Wigmore Hall
Schumann – Gedichte der Königin Maria Stuart
Wolf – Selection from Mörike-Lieder: ‘Begegnung’, ‘Neue Liebe’,
‘Nimmersatte Liebe’, ‘Das verlassene Mägdlein’, ‘Elfenlied’, ‘Verborgenheit’, ‘Wo
find ich Trost?’, Auf ein altes Bild’, ‘Lebe wohl’, ‘Nixe Binsefuß’, ‘Abschied’Dvořák – Love Songs, op.83
Schoenberg – Brettl-Lieder
Magdalena Kožená seems to be an
increasingly controversial artist. I did not hear the Proms Dream of Gerontius, conducted by her husband,
Simon Rattle, but much comment focused upon her assumption of the role of the
Angel. Some of what was said then seemed relevant to this recital, especially
its first half. I was less troubled by the overt emotionalism of her singing;
such matters are to a considerable degree a matter of taste. However, there was
an unvariegated stridency to much, although not all, of this first half that I
found it difficult to warm to, especially when contrasted with the unerring
rightness of Mitsuko Uchida’s piano-playing.
Schumann’s late Geidchte der Königin Maria Stuart are
unquestionably a case of ‘less is more’. Not, alas, so here, at least vocally, ‘Abschied
von der Welt’ sounding more like a refugee from the opera house, although the
declamatory approach to ‘Nach der Geburt ihres Sohnes’ had worked better.
Uchida’s way with Schumann’s piano writing, however, was in quite a different
class, as careful, as meaningful, as connected, as if she had been playing his
solo music. Indeed, connections with earlier music – the C major Arabeske, for instance, or indeed, Bach’s
48 – announced themselves straight
away. In the final ‘Gebet’, it was the piano harmony that told, encasing – not unlike
Robin
Holloway’s Reliquary for the same
songs – the Queen’s plea to the Almighty, preparing the way for that dreadful,
sombre close.
The selection from Wolf’s Mörike-Lieder opened in urgent contrast,
at least so far as the piano was concerned, with ‘Begegnung’. To begin with,
that was less in evident vocally, but Kožená captured its later cheekiness
well.
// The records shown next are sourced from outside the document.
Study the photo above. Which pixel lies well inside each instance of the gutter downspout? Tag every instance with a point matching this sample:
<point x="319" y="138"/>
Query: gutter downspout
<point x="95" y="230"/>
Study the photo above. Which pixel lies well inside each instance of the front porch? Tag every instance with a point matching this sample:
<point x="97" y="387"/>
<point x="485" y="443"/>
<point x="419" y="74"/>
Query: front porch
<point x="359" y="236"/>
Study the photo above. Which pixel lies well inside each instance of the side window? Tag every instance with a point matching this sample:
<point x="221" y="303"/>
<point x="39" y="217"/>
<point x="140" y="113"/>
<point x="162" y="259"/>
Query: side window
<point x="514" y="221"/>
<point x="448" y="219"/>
Planning of the sequence impressed too, with a weightier, more
metaphysical note struck in the following ‘Neue Liebe,’ ‘Nimmersatte Liebe’
bringing together qualities from both of its predecessors. Moreover, the
opening harmonies of the latter song seemed to prefigure some of those to be
heard in Schoenberg’s Brettl-Lieder.
Uchida’s piano chimes in ‘Elfenlied’ had one gasp for their melting tone as
piano music at least as much as for their pictorial quality, whilst the
combination of exquisite sadness and true strength in ‘Wo find ich Trost?’ seemed
just right. Kožená by contrast, seemed too ‘public’, at times downright shrill.
Musical continuity was once again very much the province of the piano part in
the final ‘Abschied’, whose harmonies not for the first time brought Wagner as
well as Schoenberg to mind.
Dvořák’s Love Songs and their simpler style seemed far better suited to Kožená.
With respect to language, I can say little more than that it sounded right. Doubtless
those with Czech would be able to say much more concerning what she did with
the words, but my impression was a good deal, without it being too much. There
was certainly a far more variegated vocal line in, for instance, ‘V tak mnohém
srdci mrtvo jest’ (‘Death dwells in so many a heart’), its final line in
particular. Uchida’s pellucid tone for the arpeggios and their variants in the
closing ‘Ó, duše drahá, jedinká’ (‘O dear matchless soul’) would have justified
attendance in itself.
Shorn of my favourite ‘Nachtwandler’,
which requires additional piccolo, trumpet, and snare drum’, Schoenberg’s Brettl-Lieder nevertheless packed quite
a punch. Again, Kožená seemed quite in her element, words, music,
words-and-music full of incident, of fun, of ‘life’; Uchida put all of her
Schoenbergian experience, lightly worn, to splendid effect. (I cannot for a
moment concur with Misha Donat’s claim in his programme note that these songs ‘would
be of no more than marginal interest were it not for the fact that out of them
grew … Pierrot lunaire.’) The knowing
heaviness in ‘Einfältiges Lied’ showed a true meeting of performers’ minds (and
the composer’s too). ‘Mahnung’ tilted more towards outright cabaret, Kožená’s
voice often coloured by tuning, and not afraid either to shun conventional ‘beauty’
or to speak rather than sing. That tendency was taken still further in the
final Schikander aria, a highly ‘masculine’ rendition of certain stanzas and
lines not the least of Kožená’s surprises. Janáček’s ‘Lavečka’ was the
deceptively simple, profoundly moving encore.